Ayant encaissé son chèque, Crikète salua la société et s en alla.

C’est alors que le même individu, qui avait parlé pendant séance de divination, dit à ses amis:

— «Nous pa ké kitté missié pâti épi en gros fortine conn’çà! Faut nous poisonné boug-là!»

On dépêcha un cavalier à la poursuite du dévineur pour lui dire qu’il avait oublié quelque chose dans son empressement.

Pendant ce temps, les autres lui arrangeaient un punch qui devait le mettre à mort.

— «Missié Crikète, ou pâti tellement vite, les camarades pa minme ni temps félicité-ou; cé poû ça yo di moin, vini chêché-ou poû nou prenn en ti vé ensemble.»

— «Bien, dit Crikète, moin ka viré

En arrivant dans la salle, tous les verres étaient déjà remplis, chaque convive tenait le sien à la main; celui de Crikète était sur le plateau.
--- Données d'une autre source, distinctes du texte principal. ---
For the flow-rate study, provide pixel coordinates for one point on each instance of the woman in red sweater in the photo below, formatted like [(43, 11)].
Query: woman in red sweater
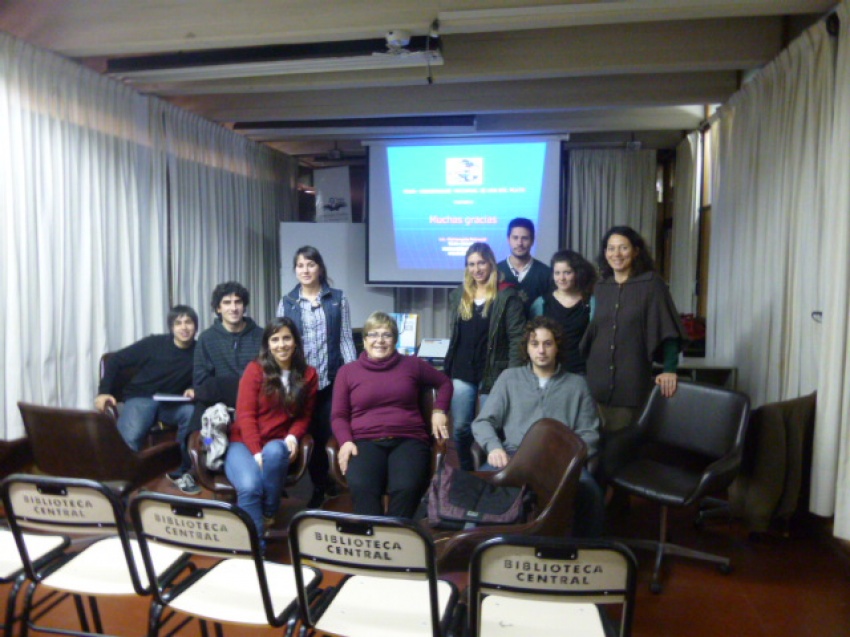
[(276, 397), (385, 444)]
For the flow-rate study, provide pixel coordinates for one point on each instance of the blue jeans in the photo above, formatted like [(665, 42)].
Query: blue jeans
[(589, 520), (464, 402), (400, 467), (258, 490), (138, 415)]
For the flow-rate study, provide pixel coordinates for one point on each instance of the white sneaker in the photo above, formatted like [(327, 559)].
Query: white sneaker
[(186, 484)]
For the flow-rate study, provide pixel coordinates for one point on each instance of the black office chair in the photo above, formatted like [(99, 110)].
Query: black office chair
[(541, 586), (681, 450)]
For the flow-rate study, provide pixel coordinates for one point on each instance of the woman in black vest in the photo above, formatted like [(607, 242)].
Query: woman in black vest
[(323, 318)]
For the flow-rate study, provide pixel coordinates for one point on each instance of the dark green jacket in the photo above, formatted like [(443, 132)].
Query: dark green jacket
[(507, 322)]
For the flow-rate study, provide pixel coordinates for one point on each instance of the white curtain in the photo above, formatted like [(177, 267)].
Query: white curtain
[(90, 253), (83, 261), (767, 221), (227, 196), (685, 244), (831, 463), (607, 188)]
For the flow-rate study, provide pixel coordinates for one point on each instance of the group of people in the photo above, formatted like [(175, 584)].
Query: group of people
[(584, 358)]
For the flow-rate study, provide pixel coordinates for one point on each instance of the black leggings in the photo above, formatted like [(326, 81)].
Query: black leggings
[(400, 467)]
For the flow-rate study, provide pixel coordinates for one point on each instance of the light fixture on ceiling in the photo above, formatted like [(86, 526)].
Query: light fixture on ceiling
[(360, 127), (397, 50)]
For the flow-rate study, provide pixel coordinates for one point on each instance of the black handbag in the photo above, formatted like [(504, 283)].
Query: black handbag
[(458, 499)]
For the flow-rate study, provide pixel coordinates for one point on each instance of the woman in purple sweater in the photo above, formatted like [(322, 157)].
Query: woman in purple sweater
[(384, 443)]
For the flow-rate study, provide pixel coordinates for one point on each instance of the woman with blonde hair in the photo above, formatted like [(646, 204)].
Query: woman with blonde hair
[(384, 442), (486, 318)]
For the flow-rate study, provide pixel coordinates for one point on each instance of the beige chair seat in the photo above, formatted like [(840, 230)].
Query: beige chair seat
[(101, 569), (369, 606), (515, 617), (38, 546)]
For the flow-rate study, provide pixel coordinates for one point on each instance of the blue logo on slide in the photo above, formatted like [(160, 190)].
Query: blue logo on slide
[(464, 171), (441, 203)]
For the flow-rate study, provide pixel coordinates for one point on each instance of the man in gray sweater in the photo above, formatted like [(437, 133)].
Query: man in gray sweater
[(541, 389), (223, 351)]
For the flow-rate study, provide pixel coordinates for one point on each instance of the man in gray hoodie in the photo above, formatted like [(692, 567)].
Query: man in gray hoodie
[(542, 389)]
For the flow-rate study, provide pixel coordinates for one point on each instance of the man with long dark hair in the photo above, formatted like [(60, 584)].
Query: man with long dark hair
[(164, 363)]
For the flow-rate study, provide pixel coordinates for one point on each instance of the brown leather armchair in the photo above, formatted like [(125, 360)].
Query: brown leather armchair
[(218, 483), (80, 443), (549, 461), (682, 449), (160, 431), (15, 456)]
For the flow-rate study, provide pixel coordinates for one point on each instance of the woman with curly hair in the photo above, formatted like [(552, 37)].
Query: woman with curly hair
[(273, 410), (486, 318), (569, 305), (634, 322)]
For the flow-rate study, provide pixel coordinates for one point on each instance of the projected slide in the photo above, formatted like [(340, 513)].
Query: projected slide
[(444, 198)]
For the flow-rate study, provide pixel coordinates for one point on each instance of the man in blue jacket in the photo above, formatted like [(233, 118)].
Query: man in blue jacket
[(224, 350)]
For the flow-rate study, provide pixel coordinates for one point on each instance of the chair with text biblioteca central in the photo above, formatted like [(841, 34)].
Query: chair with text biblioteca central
[(391, 588)]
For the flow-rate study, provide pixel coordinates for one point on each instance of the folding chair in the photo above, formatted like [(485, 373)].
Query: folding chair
[(240, 588), (392, 588), (41, 549), (109, 566), (522, 586)]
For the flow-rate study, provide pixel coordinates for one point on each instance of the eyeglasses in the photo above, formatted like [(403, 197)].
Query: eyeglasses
[(380, 336)]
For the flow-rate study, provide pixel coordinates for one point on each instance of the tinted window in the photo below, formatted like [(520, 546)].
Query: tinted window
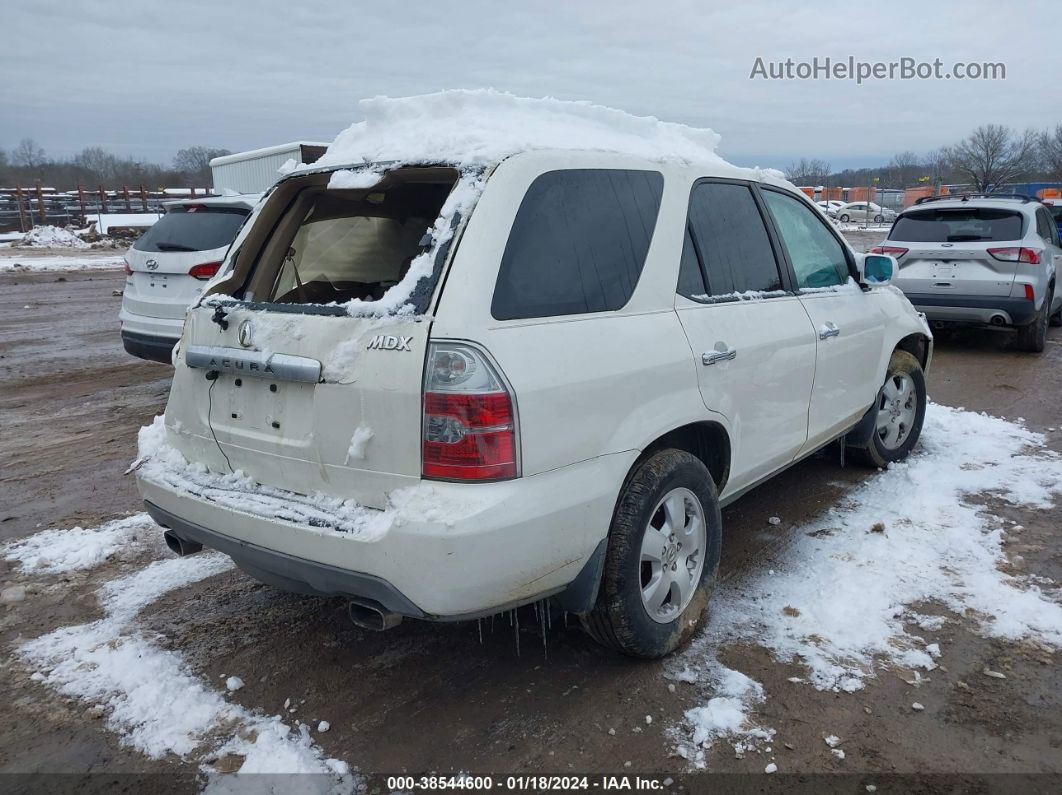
[(578, 243), (957, 225), (690, 278), (817, 256), (199, 229), (732, 240)]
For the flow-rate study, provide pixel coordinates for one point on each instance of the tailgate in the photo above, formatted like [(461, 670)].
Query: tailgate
[(354, 432), (955, 269)]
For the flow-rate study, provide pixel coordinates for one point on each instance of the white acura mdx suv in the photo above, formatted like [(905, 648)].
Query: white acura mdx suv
[(447, 392)]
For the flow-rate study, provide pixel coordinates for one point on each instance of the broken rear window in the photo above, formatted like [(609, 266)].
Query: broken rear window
[(337, 245)]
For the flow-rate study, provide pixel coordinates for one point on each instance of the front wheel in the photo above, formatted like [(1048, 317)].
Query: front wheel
[(900, 411), (662, 559)]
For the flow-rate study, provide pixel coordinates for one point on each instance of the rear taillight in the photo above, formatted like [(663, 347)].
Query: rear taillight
[(469, 417), (893, 251), (1013, 254), (205, 271)]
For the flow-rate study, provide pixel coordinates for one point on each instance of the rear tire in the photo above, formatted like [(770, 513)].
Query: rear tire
[(654, 588), (901, 408), (1033, 336)]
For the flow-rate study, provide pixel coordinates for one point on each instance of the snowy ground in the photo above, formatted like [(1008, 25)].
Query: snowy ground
[(26, 260), (931, 584)]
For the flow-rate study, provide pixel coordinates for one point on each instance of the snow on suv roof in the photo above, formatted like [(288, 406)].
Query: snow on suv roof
[(484, 126), (1004, 203)]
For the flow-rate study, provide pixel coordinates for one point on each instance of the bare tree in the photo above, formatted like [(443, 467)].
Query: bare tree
[(98, 161), (1050, 152), (994, 155), (807, 171), (903, 170), (195, 160), (28, 153)]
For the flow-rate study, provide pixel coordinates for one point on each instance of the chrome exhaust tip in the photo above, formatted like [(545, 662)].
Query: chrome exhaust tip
[(178, 546), (371, 615)]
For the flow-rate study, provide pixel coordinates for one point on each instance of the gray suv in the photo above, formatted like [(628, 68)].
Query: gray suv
[(983, 260)]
Alors notre ami s’écria:

— «Exquisé-moin si moin pâti en vitesse, moin pas minme fait zôttes en ti discoû. Déposé ces vés-à poû moin di zottes deux mots.»

Et au premier qui déposa son verre Crikète le lui prît.

— «Si ou cé en nhomme comm moin boué ta-moin-à» et d’un geste rapide il avala le verre dont il s’était emparé, en laissant le sien sur le plateau. Et il s’en alla sans jamais se retourner.

C’est depuis ce temps-là que l’on dit:

«Le hasard arrange bien les choses!»

Conte raconté par Edouard Florentiny.